The struggle with cyberpunk is that it's supposed to be punk, but it's also all too real. The days of Neuromancer and Johnny Mnemonic are behind us. The idea of the sci-fi corporate supercity, this neon-limned sprawl of concrete, vice, and pollution no longer seems like a frighteningly possible dystopia, but like an exaggerated reality. At its inception, cyberpunk existed in a liminal state between the primary and secondary worlds. These stories were ostensibly set on a futuristic Earth, but there was a sense that it was an alternate future, that these worlds were a warning about something that only had the slimmest possibility of really happening. They read like secondary worlds in the same way that Middle Earth reads as a secondary world: familiar in its bones, in its soul, but not in its details. The fact that that gap is closing, that we're watching those prophecies unfold, is at the heart of the current generation of post-cyberpunk fiction. Gibson's Agency, Stephenson's Termination Shock. Matrix: Resurrections. These stories deal not only with the dread of capitalism's brutal advance, but also (in my opinion) with the writers' mixed feelings over having predicted it, over creating a vision and aesthetic so powerful that our world is actually changing--purposefully--to match it. Just look at the MetaVerse. A Stephenson invention, now marketed as a reality, like that's supposed to be exciting.

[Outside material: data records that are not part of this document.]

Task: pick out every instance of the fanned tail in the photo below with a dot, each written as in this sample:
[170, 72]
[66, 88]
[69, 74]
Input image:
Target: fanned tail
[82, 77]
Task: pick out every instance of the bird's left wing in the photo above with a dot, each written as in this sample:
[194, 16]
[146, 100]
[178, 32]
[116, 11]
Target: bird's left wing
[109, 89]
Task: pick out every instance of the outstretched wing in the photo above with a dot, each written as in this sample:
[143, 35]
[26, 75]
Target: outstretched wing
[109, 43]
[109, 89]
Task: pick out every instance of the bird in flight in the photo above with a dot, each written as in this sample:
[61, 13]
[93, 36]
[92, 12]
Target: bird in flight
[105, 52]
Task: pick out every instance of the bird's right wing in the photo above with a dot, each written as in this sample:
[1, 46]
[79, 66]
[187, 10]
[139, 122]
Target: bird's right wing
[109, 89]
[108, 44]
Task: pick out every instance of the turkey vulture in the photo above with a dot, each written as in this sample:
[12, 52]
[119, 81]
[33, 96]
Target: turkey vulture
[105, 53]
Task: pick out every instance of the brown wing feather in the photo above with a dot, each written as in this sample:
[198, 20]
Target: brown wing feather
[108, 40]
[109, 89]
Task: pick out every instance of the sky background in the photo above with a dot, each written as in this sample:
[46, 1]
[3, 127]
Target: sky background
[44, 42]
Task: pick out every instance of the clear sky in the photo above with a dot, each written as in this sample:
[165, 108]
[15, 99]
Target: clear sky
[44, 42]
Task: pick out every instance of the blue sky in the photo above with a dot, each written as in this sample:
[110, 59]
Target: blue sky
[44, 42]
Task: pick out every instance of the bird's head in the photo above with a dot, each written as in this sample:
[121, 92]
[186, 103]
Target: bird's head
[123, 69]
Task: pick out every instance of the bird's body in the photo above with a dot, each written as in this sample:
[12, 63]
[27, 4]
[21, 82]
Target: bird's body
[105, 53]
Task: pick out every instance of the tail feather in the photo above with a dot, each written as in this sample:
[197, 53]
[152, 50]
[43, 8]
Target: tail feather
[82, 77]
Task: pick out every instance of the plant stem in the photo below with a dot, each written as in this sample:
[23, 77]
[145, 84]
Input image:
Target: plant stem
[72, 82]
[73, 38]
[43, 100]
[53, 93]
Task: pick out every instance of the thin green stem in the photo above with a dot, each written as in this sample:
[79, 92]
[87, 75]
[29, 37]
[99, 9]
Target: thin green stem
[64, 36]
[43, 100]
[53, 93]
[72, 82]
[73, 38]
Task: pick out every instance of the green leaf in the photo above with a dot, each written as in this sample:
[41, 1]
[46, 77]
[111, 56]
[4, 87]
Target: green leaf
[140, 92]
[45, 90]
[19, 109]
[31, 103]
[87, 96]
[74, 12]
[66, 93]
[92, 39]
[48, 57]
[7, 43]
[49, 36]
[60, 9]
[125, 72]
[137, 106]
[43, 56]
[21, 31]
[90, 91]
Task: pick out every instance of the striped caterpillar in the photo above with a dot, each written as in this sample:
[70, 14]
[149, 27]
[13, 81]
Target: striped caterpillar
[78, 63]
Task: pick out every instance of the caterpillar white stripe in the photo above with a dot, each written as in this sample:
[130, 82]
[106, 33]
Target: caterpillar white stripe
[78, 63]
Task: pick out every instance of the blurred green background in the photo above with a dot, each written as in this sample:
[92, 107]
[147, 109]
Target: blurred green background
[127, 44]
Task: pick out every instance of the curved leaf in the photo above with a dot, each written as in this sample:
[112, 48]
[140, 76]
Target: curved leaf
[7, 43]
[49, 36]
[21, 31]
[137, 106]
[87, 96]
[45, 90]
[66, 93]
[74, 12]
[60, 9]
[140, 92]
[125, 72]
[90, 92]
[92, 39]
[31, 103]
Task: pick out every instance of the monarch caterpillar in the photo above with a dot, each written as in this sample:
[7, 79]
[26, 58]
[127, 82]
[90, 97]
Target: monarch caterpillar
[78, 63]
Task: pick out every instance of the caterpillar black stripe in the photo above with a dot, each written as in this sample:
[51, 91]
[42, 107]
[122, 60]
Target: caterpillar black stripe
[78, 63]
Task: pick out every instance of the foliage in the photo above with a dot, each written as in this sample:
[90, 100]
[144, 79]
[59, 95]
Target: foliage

This is a problem for me, because I love writing cyberpunk. I stumbled onto The Matrix in middle school, but it didn't sink its teeth in until I came across Shadowrun 4th Edition at Borders. Here was a world that felt lived in, in much the same way that the original Star Wars must've wowed people in the 70's. Arguably, Star Wars and cyberpunk both fit into the classic definition of the latter: high tech, low life. Luke is a farmer; Han's a drug trafficker. And while Star Wars is and will remain my all-time favorite, the cyberpunk genre brought an edge with it, something that grabbed hold of me, hit the dopamine button in my brain: the neon glow. Holograms and flickering advertisements in a rainy night. Smog dyeing the sunset crimson and purple. LEDs glowing from every nook and cranny.
And now, your average gamer's battlestation looks like something out of Bladerunner. And part of me rebels against that: do we not realize that we're losing? We're a couple short steps away from corporate citizenship, for god's sake.
That sense of doubt, that itch, pokes at me when I'm writing and find myself describing more of the same. It made me feel sick watching Edgerunners. The idea of losing your family to random violence because you don't make enough for health insurance isn't fiction--so why is this show dressing it up like it is? Like that's just as outlandish as a thousand-foot holo ad, a street tough with mantis blades in her arms? Did the showrunners not know what they were doing, somehow? Were they just jumping into this genre because they read Neuromancer once, thought it was such a wacky idea?
But then--oh-so-late to the party--I started playing 2077. I rebelled against it at first, felt the same itch, the same existential dread. But then the story revved into overdrive, and all at once, I realized: this here, it's the classic example of tropes done right. The world might be forty years old, but it's flawlessly realized. And, more than that, it is aware of the genre it exists in, of the evolution. There's something about the game that makes me want to be V, to live in a world where you have to carry an SMG to leave the apartment. To live loud. Even a month ago, I would've said it's the feeling of agency, the idea that, in a world of violent conflict, each person is more able to make a large-scale impact. But I don't think that's it, not really. Night City crushes you, makes even the most outrageous victories seem short-lived, insignificant blips against the weight of the world.
The moments that shine out aren't the big ones, they're the small ones. Seeing Mama Welles at the wake. A visit from a stray cat. Going to the ripperdoc and seeing the option to change appearance, because in that world, it's just that easy, and all of a sudden, I can be seeing a face I like in the mirror.
And here's the crazy thing: part of this reality we've stumbled into, this pseudo-cyberpunk corporatocracy, is the fact that's it's almost that easy to switch bodies here, too. We're getting there. There is beauty in all things, even the dark ones. There is beauty, too, in the impetuous, borderline-nihilism of an edgerunner, in the willigness to engage in hopeless rebellion. And there is a beauty in neon lights.
The meaning of the word punk hasn't changed, never will, but its expression has. In the 80's, it meant drinking and smoking because Mom and Dad said not to. Now, what gives me hope is going to punk shows in underground venues and seeing drug-free youth graffitied across the PA. It's realizing that rebellion changes as society changes. That, even though we might live in a dystopia, that dystopia will never choke out the beauty of our reality. So, I'm keeping the mirrored shades; I'm switching the LED strips back on; and I'm going to keep writing about cities bathed in the neon glow.